Because of its ties to his life's work and passion, Sexton has zero regrets. Same goes for Mead, who was initially left with pangs of shame, a hangover, and the realization that he was now stuck with a tattoo forever after some "apocalyptic wasteland of dirtbag behavior."

"Every year I get older, it gets harder to explain to new people… That’s for sure," he said.

The tattoo eventually had its positives, however. He was finally able to compete with his dad (a retired firefighter with a bushy black mustache) in the facial hair department, though Mead now also has a beard.

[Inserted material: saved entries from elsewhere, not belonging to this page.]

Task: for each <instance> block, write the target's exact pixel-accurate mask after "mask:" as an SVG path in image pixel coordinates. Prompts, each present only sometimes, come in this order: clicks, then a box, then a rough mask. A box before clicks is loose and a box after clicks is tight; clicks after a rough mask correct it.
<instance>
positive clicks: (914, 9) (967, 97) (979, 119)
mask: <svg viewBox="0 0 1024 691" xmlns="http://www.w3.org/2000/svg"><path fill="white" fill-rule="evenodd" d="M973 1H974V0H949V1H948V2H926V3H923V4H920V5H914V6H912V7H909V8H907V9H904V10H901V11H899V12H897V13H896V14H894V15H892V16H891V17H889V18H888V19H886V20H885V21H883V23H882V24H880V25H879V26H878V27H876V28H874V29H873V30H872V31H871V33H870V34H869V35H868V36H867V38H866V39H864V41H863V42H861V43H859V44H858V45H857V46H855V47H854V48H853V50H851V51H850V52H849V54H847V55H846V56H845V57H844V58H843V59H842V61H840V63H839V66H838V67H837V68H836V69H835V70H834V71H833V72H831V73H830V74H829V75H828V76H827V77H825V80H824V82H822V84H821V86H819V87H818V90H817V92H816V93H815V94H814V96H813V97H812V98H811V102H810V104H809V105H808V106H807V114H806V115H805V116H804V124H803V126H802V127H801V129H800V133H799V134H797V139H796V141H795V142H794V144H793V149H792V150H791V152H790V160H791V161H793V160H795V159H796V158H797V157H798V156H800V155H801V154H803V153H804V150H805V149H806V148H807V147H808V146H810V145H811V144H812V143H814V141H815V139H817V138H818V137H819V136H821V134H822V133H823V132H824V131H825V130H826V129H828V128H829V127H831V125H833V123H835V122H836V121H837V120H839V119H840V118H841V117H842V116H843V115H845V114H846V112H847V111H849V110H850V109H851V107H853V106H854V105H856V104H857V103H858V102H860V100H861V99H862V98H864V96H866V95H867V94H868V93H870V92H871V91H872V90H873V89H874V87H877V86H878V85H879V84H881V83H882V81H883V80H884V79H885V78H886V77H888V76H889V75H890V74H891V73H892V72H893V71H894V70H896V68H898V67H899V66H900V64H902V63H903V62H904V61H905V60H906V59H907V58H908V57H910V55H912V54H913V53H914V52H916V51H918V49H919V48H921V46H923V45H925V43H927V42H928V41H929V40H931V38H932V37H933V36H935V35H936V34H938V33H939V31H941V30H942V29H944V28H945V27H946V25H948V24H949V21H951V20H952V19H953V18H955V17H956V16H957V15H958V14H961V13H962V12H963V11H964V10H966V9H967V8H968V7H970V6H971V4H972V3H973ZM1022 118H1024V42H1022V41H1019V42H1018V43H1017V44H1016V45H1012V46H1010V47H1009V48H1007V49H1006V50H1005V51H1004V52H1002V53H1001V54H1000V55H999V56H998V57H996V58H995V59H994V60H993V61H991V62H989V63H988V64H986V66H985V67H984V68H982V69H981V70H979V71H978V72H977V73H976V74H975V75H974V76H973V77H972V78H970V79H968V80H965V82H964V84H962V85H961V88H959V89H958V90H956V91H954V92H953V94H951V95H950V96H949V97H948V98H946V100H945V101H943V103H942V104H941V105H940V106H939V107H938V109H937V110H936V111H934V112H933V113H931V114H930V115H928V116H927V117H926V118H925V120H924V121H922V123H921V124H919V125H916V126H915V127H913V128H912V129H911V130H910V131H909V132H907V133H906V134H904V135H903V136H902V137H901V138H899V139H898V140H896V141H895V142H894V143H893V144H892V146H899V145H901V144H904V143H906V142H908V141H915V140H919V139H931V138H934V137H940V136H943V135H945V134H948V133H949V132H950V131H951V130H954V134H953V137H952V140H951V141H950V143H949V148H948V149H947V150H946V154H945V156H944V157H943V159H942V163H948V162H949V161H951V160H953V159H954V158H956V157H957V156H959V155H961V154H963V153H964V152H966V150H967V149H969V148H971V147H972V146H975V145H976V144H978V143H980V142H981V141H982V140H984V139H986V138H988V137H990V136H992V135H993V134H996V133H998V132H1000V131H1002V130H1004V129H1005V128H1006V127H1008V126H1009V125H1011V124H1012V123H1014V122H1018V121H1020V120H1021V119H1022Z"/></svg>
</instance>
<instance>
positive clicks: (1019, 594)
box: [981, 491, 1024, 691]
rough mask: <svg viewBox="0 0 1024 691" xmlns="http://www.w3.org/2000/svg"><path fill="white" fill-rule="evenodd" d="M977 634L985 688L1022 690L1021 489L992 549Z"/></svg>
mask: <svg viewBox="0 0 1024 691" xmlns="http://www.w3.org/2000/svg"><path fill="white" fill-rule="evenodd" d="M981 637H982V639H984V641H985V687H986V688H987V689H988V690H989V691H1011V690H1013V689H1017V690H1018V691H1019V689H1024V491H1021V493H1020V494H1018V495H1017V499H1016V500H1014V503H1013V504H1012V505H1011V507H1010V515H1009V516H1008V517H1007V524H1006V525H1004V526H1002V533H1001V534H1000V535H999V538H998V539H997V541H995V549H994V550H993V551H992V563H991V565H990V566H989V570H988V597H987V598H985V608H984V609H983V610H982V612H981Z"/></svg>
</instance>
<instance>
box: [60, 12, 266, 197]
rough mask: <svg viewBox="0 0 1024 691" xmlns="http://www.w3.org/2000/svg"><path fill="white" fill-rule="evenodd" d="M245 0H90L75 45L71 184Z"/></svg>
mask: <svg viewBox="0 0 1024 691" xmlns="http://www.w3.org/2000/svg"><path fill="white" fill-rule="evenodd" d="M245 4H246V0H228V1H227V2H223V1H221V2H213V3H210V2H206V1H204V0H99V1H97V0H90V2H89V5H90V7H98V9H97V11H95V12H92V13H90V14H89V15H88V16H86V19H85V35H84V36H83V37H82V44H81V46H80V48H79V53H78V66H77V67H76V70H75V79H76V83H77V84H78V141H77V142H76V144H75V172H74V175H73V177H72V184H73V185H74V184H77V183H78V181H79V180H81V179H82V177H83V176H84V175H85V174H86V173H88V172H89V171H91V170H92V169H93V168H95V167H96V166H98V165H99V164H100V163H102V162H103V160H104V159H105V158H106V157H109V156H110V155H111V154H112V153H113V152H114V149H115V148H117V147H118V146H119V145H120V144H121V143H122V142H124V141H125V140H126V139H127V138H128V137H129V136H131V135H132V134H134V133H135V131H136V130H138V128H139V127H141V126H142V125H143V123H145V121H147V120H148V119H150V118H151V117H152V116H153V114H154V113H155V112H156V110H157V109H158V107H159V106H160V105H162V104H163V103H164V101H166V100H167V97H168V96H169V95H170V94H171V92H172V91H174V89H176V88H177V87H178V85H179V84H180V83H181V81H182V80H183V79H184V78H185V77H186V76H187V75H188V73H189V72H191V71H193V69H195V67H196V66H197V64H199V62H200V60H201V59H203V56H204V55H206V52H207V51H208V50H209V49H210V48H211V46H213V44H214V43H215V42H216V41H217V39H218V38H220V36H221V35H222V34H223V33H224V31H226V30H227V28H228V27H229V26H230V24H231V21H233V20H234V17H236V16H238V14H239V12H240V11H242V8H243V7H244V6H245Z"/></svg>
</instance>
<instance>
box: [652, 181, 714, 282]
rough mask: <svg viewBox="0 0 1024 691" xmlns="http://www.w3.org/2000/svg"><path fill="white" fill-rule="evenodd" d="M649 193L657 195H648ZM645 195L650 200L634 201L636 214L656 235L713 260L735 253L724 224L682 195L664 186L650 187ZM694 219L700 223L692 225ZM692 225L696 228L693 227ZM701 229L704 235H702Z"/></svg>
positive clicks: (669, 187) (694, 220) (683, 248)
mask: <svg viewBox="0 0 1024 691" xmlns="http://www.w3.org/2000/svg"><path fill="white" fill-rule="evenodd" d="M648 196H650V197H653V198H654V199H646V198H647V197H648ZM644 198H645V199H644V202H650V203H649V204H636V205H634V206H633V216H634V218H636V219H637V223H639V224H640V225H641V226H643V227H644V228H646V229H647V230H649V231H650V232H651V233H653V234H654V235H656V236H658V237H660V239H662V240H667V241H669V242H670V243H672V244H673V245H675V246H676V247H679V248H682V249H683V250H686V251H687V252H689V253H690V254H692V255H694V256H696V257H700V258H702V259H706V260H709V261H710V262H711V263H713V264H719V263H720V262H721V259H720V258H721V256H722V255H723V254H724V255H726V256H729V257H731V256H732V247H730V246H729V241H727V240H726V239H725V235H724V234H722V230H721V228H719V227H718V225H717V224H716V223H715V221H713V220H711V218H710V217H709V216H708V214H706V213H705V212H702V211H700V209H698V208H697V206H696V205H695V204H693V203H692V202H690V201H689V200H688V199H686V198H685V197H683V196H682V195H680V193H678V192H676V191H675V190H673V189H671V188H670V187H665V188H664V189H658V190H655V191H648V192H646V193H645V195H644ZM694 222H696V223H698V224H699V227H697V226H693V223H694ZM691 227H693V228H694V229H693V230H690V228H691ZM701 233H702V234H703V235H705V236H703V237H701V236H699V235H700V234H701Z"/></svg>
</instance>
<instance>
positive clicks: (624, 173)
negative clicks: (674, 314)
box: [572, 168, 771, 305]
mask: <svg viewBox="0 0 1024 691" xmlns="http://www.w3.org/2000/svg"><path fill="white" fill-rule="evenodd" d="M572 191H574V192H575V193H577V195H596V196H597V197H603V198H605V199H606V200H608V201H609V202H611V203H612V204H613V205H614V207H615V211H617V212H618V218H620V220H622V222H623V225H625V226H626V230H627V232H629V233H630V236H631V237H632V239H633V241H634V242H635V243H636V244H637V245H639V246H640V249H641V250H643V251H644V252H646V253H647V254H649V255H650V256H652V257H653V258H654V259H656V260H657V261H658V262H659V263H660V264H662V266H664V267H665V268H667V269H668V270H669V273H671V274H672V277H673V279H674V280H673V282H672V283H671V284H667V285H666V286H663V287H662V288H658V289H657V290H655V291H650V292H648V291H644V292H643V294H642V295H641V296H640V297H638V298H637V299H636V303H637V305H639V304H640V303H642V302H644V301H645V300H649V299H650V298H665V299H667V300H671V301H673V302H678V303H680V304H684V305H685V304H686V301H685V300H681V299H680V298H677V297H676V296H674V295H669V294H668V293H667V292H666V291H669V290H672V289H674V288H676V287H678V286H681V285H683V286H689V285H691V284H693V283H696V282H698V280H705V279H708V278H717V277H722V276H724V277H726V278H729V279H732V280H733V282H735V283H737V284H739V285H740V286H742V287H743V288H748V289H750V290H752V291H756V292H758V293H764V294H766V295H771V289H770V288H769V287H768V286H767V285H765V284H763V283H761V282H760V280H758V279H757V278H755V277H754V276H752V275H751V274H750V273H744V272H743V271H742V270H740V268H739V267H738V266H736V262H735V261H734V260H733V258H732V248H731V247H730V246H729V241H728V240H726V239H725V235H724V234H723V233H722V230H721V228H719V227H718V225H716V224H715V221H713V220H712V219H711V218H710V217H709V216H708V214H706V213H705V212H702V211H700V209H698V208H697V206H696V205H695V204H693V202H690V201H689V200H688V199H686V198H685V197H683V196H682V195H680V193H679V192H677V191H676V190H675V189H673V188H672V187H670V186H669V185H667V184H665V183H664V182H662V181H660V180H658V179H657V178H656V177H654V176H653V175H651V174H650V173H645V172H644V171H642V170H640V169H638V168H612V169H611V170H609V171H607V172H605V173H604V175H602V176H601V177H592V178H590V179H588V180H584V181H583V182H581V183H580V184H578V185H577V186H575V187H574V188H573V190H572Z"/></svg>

Just like a 90s barbed wire armband tattoo, a lower back tribal design, or a delicate arrow on one's wrist all denote something about the wearer's personality (in these instances, that you dated Kid Rock, enter 7-11 stores without shoes, or have a piece of home decor that reads "All good things are wild and free," respectively), the fingerstache tattoo, too, reveals underlying traits about its owner's character—typically, a sense of hard-H whimsy that became far too ubiquitous and lost its charm as the twee aesthetic dropped out of fashion and we came to regret our massive collections of animal figurines.

"It’s weird that now it has to be judged against the backdrop of that insane 2010-era mustache aesthetic that I think spawned a whole lot more of these, but as more of my friends and family have kids, the little ones find it funny, so I’d call it a win," Mead said.

As for Troeller, he found a more creative way to honor this blip in tattoo trend history: He had an artist add "exp. in '05 stupid" to his tattoo.